É apresentado a Dorina e informado que ela é filha de Donato. Junta as mãos assim como os provedores fazem na oração do zelo, mas aponta para ela. Beija a mão da senhorita, aperta a de Patro. Estica os braços na direção do interior do estabelecimento. Dorina entra primeiro, Patro anda com velocidade, movimenta os olhos para escolher um lugar. Há somente três casais e muitos assentos vazios.
Puxa a cadeira próxima da janela, chama por ela. Dorina se aproxima, o encara, empurra seu peito, se acomoda, arruma o assento e cruza os braços. Uma mulher jovem de vestido verde longo os cumprimenta com a cabeça e informa as opções daquele dia. Patro escolhe café turco, Dorina prefere café oriundo do solo brasileiro.

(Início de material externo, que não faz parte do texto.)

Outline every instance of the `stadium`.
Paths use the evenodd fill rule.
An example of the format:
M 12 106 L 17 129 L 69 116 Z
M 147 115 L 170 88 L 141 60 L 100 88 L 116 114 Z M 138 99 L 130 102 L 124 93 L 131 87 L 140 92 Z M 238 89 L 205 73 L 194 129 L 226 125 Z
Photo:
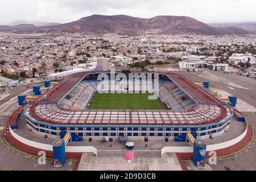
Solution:
M 97 93 L 100 73 L 69 76 L 24 105 L 19 111 L 27 126 L 53 138 L 61 131 L 70 131 L 78 140 L 102 136 L 174 138 L 192 131 L 203 139 L 220 134 L 233 116 L 230 106 L 179 75 L 159 73 L 159 98 L 149 100 L 148 93 Z M 10 127 L 16 129 L 16 123 Z
M 130 71 L 79 72 L 60 80 L 33 86 L 34 96 L 18 96 L 20 107 L 4 129 L 12 146 L 35 156 L 43 150 L 56 168 L 66 158 L 85 155 L 85 162 L 88 154 L 129 160 L 175 153 L 204 166 L 210 151 L 236 151 L 251 137 L 235 108 L 237 97 L 222 101 L 208 82 Z

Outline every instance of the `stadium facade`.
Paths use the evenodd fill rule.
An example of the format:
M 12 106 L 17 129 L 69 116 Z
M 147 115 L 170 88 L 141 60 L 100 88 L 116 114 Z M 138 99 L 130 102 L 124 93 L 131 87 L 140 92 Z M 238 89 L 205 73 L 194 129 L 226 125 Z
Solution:
M 84 139 L 102 136 L 174 138 L 195 131 L 197 138 L 203 139 L 210 134 L 221 134 L 229 127 L 233 117 L 230 106 L 175 73 L 158 73 L 159 97 L 168 109 L 88 109 L 97 92 L 100 73 L 70 75 L 16 114 L 24 114 L 27 127 L 35 133 L 54 138 L 61 131 Z M 10 126 L 16 129 L 16 122 Z

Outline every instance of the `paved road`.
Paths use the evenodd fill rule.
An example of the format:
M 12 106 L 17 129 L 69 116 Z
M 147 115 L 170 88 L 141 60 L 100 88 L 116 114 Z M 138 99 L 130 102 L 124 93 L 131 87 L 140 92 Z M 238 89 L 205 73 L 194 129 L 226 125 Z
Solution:
M 23 92 L 24 94 L 30 94 L 32 90 L 30 89 Z M 0 105 L 0 127 L 3 126 L 6 120 L 11 114 L 18 108 L 17 96 L 14 96 L 9 100 L 2 102 Z
M 240 77 L 240 76 L 236 75 L 235 73 L 225 73 L 222 72 L 210 72 L 211 74 L 226 78 L 230 81 L 232 81 L 233 80 L 233 82 L 236 84 L 239 85 L 240 84 L 242 86 L 247 85 L 247 86 L 245 87 L 248 88 L 249 89 L 246 90 L 226 85 L 217 81 L 213 81 L 191 72 L 180 72 L 179 73 L 184 75 L 194 82 L 209 81 L 210 87 L 218 88 L 225 90 L 232 95 L 237 96 L 243 101 L 256 107 L 256 84 L 255 83 L 256 81 L 254 81 L 254 78 L 245 76 L 242 77 L 242 76 Z M 230 87 L 233 88 L 233 89 L 230 89 Z
M 9 97 L 5 98 L 3 100 L 0 101 L 0 105 L 8 101 L 14 97 L 17 96 L 18 95 L 23 93 L 24 92 L 31 89 L 31 88 L 28 88 L 24 85 L 14 87 L 13 89 L 9 90 L 9 93 L 10 94 Z
M 256 115 L 243 113 L 251 122 L 254 130 L 254 137 L 251 143 L 243 151 L 230 156 L 218 159 L 217 165 L 210 165 L 213 170 L 256 171 Z
M 242 83 L 241 84 L 241 86 L 247 87 L 249 89 L 246 90 L 234 87 L 234 89 L 230 89 L 226 86 L 228 85 L 210 81 L 192 73 L 181 72 L 180 73 L 187 76 L 193 82 L 210 81 L 210 86 L 219 88 L 237 96 L 240 99 L 256 107 L 256 92 L 255 91 L 256 90 L 256 84 L 253 78 L 245 76 L 240 77 L 234 73 L 226 74 L 220 72 L 213 72 L 218 76 L 223 77 L 236 84 Z M 247 86 L 245 86 L 246 85 Z M 243 114 L 251 122 L 254 127 L 254 137 L 253 142 L 243 151 L 235 155 L 218 159 L 217 165 L 210 166 L 213 170 L 256 170 L 256 113 L 244 113 Z
M 46 165 L 38 164 L 38 159 L 19 152 L 5 143 L 0 130 L 0 171 L 71 171 L 76 161 L 67 162 L 61 168 L 55 169 L 52 162 L 46 160 Z
M 17 95 L 24 91 L 24 93 L 27 94 L 31 92 L 31 89 L 26 87 L 15 87 L 15 89 L 10 91 L 13 90 L 9 98 L 0 102 L 0 171 L 73 170 L 76 161 L 67 162 L 60 169 L 53 167 L 49 160 L 47 160 L 46 165 L 39 165 L 36 158 L 14 149 L 5 142 L 2 135 L 3 126 L 9 117 L 4 115 L 11 115 L 18 107 Z

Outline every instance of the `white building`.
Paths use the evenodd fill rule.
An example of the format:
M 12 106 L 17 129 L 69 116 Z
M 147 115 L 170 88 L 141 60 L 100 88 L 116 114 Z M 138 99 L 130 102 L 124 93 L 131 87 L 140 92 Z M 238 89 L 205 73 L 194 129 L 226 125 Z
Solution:
M 233 53 L 232 56 L 229 57 L 229 63 L 232 64 L 238 64 L 239 63 L 246 63 L 250 60 L 251 64 L 255 64 L 255 57 L 252 55 L 245 55 L 242 53 Z
M 200 68 L 200 65 L 201 68 L 206 68 L 214 71 L 228 70 L 229 65 L 228 64 L 204 61 L 183 61 L 179 62 L 179 67 L 181 69 L 198 69 Z
M 199 51 L 199 46 L 188 46 L 186 48 L 187 52 L 196 52 Z
M 191 61 L 200 61 L 204 60 L 205 56 L 196 56 L 196 55 L 187 55 L 181 57 L 183 60 Z

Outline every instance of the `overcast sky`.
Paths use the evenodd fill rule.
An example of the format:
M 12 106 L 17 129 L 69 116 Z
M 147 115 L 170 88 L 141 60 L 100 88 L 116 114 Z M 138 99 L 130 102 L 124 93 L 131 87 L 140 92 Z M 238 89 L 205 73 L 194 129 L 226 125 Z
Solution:
M 92 14 L 189 16 L 205 23 L 256 22 L 255 0 L 1 0 L 0 24 L 67 23 Z

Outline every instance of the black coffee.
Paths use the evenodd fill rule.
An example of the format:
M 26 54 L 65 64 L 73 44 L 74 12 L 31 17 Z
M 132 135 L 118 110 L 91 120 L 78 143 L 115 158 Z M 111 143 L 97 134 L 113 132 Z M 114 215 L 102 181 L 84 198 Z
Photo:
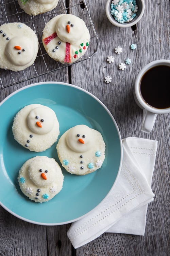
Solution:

Dorina inclina a cadeira e olha para fora. Atenta para a conversa de um dos casais. O assunto está acontecendo a algum tempo, não compreende o que dizem. Ambos riem, trocam toques na mão, nos braços e ombros. Apenas a mulher fala, se compara a ela, não tem nada a dizer.
Atenta ao acompanhante. Ele esconde os lábios, bate os dedos indicador e médio na mesa ininterruptamente e observa o chão. Torce o pescoço para trás e solta o ar com força. Introduz um assunto:
— Um caroço de pêssego flui mais energia que o senhor. Nenhum homem quieto realiza tuas ambições.
Patro cessa a batida de dedos. Encosta as costas na cadeira, junta as mãos na mesa.
— Pensamentos inundam minha mente, quero lhe perguntar, porém, não pretendo ser indiscreto.
Dorina fecha os olhos e ri.
— É um homem bondoso e preocupado. Homens como o senhor são escassos na sociedade de cavalheiros. Homens como o senhor estão nas ruas passando fome e fedendo. Decide tua vida por si? Ou teu amigo e a criança o fazem?
Patro força as sobrancelhas para baixo e fita a acompanhante. Os cafés chegam. Dorina toma um gole, não faz careta, mantém a xícara na mão. Patro põe o dedo indicador na bebida, está quente para o seu gosto. Decide falar:
— Por que não retorna ao lar com teu pai?
A mão direita de Dorina treme, derruba café em seu vestido, a veste impede que se queime. Patro pega o guardanapo de pano na mesa. Ela coloca a mão no lado esquerdo de seu rosto, sinaliza negativamente com a cabeça e o empurra. Ele volta ao assento.
Cruza as pernas, junta os braços acima dos seios. Sua feição é enervada, abre a boca:
— Tinha, continuarei tendo, enorme respeito por minha avó. Ela tinha muito a me ensinar, por muito tempo aprendi sobre tua jornada para que eu não tenha a vida que ela teve com meu avô. Escolhi viver com ela em detrimento de meu pai pois ele não me ensinaria sobre a vida — Seus lábios e mandíbula tremem, seu olhar é vazio —, seria o contrário.
— Contrário?
Dezenas de imagens surgem em sua mente. Suas mãos estão molhadas. Bebe o café, encara a bebida, as ondulações pretas a distraem, aos poucos enxerga o vermelho. Um homem aparece, semelhante ao primeiro morto presenciado.
Essas lembranças poderão ser interessantes. Vejo em sua mente uma animal idosa.